Phil Hansen remembers his NFL draft day as if it were yesterday, though it was really 30 years ago. What he remembers most is the waiting.
And the call waiting.
That’s the name of a popular phone feature of the landline era that allowed people who were already on the phone to take another call. We take such things for granted in the cellphone era, but it cost extra back in the day.
“We were a bunch of college kids living in an apartment in Fargo, North Dakota,” Hansen said. “We were too cheap to pay for call waiting.”
And therein lies a tale.
Hansen was a highly regarded defensive end from North Dakota State, which was then in the NCAA’s Division II. He knew he was going to be drafted, but not in what round or by whom, other than that it didn’t figure to be in the first round. The third round sounded about right.
“They had 12 rounds then, and they did the first two on Sunday,” Hansen said. “Now they’ve made a whole production out of it. But then it seemed like they just wanted to get it over with as soon as they could. So I watched the first round on TV, and I realized my status was moving up as more and more defensive linemen came off the board.”
Russell Maryland, a defensive tackle, was selected first overall by the Dallas Cowboys. By the end of the first round, five more D-linemen had been taken. And then, as Hansen recalls it, ESPN’s coverage ended with the first round.
“So now I don’t know what’s happening,” he said. “I’m just waiting to see where I was going to go. And I’m just waiting for the phone to ring.”
Then it did.
“I’m thinking it is going to be somebody from the NFL,” Hansen said, “and then it was really my friend Jim from a mile away, and he said, ‘Hey, did you get picked yet?’ And I said, ‘No, shut up, Jimmy! Don’t call me! Get off the line! I’ve got to hang up!’ ”

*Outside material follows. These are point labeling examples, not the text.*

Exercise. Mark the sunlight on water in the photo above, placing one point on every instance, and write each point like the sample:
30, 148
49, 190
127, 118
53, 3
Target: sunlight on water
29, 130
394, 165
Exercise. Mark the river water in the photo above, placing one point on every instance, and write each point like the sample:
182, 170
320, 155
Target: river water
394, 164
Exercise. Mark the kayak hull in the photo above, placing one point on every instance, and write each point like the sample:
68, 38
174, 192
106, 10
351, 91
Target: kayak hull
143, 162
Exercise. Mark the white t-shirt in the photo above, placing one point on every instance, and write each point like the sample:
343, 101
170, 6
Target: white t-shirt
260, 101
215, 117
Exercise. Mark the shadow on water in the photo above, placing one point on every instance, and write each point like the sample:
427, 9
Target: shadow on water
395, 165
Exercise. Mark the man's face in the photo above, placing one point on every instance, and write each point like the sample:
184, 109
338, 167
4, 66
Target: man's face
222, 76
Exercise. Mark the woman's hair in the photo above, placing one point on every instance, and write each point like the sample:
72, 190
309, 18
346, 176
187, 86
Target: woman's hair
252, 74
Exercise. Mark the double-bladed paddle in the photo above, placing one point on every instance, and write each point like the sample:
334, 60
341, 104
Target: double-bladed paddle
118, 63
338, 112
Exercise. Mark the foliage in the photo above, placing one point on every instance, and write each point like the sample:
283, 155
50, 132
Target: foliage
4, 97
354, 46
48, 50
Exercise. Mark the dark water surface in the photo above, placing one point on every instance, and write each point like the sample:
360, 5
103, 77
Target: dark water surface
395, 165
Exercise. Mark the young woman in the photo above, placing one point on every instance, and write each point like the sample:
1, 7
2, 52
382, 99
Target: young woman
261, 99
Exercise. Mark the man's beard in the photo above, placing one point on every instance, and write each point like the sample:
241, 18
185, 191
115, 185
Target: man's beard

Then another friend called. The last thing Hansen wanted was for an NFL team to get a busy signal, which is what would happen in those days without call waiting. He dearly wanted to know what team wanted him enough to spend a draft choice on him.
“The only clue you had was when people came into town to work you out. The New York Jets came a couple of times, so I just figured they were the most interested. So I kind of figured I must be going there. Come to find out that’s not how the scouting industry works. But I was just happy to be going anywhere.”
Then the phone rang again. This, at last, was The Call. Destiny on line one.
The Buffalo Bills had selected him as the next-to-last pick of the second round, 54th overall. Hansen doesn’t remember whom he heard first, but said he spoke with Bill Polian, the general manager, and Marv Levy, the coach, and Walt Corey, the defensive coordinator.
“They passed the phone around so I could talk to everybody," Hansen said. "I don’t remember what was said. I wasn’t taking notes. It was just a whirlwind. So, you know, pretty exciting day, all in all.”
Hansen was going to a team that had just played months earlier in its first Super Bowl. He had grown up as a Minnesota Vikings fan, because their games were the ones on TV in North Dakota, but he had never seen an NFL game in person.
“The first NFL game I saw,” he said, “I was in.”
That was a preseason game – in London, no less – in which the Bills beat the Philadelphia Eagles, 17-13. The Bills would play in three more Super Bowls in Hansen’s first three seasons. He would play 11 seasons in Buffalo as a fan favorite.
“I’m just glad it was Buffalo that drafted me," he said. "It was a good fit, a good marriage, for so many years. I’m just glad they took a chance on a kid from North Dakota. I’ll always have a soft place in my heart for Western New York. People treat you so well there.”
This week, when the NFL draft comes around again, Hansen will be watching. Like many Bills fans, he’s hoping they select an edge rusher.
“It’s always great to take defensive linemen. Nothing wrong with that," he said. "If you can get a Bruce Smith, you can do a lot of damage and change games around.”
Smith was the first overall pick in 1985. The Bills don’t have such luxury this time. Their turn will come late in each round, as it did when they called Hansen’s number in 1991.
"Bruce was a game-changer kind of guy,” Hansen said. “But, yeah, if you can get a Phil Hansen in the later rounds, that might be good, too.”
He fondly recalls that draft-day phone call 30 years ago, of course. He also cherishes another call he got from the Bills, much later. This was 10 years ago, and it was Ralph Wilson, the owner, who had good news:
Hansen’s name was going up on the Bills’ Wall of Fame.
“Very few things surprise you in life anymore that are good,” he said. “So when Ralph called, that was pretty special.”
And he didn’t even need call waiting.